The Power of the Callable Bond

Finding the option to refinance debt too costly, the treasurer of the Tennessee Valley Authority unearths a way to ratchet down the premiums.

While the company pays a price for the automatic-reset feature, Hoskins says that it’s much cheaper than making frequent calls on bonds. Perhaps equally important though, is that it enables him to avoid the headache of making bets on when interest rates have reached their low. ”There are always people with 20-20 hindsight that say, ‘Well, you know that if you’d have called the bonds two months later you might have saved 20 basis points on the refinancing,” he explains. An edited version of the conversation, which ranged beyond bonds to the treasury function in general, follows.

As treasurer of TVA, what’s your biggest worry?

I think anytime we see the situation we saw last fall, when the credit markets were close to being frozen — I think that’s one of my biggest concerns.
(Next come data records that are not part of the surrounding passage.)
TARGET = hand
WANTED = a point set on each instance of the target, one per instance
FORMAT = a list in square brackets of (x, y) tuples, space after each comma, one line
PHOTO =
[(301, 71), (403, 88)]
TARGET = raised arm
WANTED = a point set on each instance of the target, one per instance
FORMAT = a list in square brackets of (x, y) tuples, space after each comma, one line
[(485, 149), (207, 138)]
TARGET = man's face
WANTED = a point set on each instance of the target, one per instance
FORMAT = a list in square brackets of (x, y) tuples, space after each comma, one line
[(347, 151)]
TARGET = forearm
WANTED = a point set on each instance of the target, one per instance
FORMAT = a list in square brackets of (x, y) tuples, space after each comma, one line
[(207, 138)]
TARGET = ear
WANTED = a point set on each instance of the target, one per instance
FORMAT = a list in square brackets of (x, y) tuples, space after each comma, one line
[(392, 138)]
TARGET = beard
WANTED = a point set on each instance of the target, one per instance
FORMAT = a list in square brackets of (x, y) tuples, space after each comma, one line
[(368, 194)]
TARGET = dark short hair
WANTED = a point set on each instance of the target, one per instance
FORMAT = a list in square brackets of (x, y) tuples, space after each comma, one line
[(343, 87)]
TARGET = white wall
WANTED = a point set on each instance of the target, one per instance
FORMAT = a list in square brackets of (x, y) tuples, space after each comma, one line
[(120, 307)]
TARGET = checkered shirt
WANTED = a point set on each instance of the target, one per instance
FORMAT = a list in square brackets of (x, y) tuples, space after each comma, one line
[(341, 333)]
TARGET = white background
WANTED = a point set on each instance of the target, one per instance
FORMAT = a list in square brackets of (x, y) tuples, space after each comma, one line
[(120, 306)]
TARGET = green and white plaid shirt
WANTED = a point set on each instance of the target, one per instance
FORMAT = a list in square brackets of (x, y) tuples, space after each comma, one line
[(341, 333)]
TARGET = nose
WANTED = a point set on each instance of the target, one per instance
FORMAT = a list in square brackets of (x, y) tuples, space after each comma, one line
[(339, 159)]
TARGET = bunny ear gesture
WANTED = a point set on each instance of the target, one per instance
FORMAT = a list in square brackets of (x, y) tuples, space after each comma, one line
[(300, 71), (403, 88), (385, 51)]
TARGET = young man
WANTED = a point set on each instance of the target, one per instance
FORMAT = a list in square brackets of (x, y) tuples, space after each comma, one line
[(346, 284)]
Most businesses that operate as going concerns assume that there are going to be functional credit markets. For a short period last fall that seemed to be in question.

What was your worst day in the middle of that, and what were your fears about TVA, in particular?

I don’t know that we had a “worst day.” In the height of the crisis in late September and early October we had a lower than normal amount of short-term debt, so the amount of short-term funding we had to do was significantly less than normal. In the funding we did, we found good demand for our short-term debt.

But when Treasury Secretary Paulson calls the CEOs of major Wall Street banks to his office and says, “You’ve got to sign this paper before you leave,” that’s got to be a pretty serious situation in the credit markets.

Considering that you were doing so well in the credit markets, what was your fear?

If the credit markets froze up, you’d see companies that rely on short-term funding default on their obligations and likely go into bankruptcy. We’re in the electric utility business; we sell directly to a lot of major companies in the Southeast, and we’d like to see those companies remain healthy, financially viable companies.

Do you have any worries about suppliers?

Not as much. We do credit assessments of all our major suppliers, and we try to execute contracts with suppliers that are the most credit worthy. Or if they’re not, we try to deal with ones who put up some form of credit assurance in advance, for situations like we had last fall. 

How has the credit crisis affected TVA itself?

We pretty much refrained from issuing any long-term debt during the last four or five months of 2008. We were in the market regularly with short-term debt issues, and we had significant demand for TVA short-term debt during this time frame. We issued short-term debt at record low levels, as far as the interest rate goes.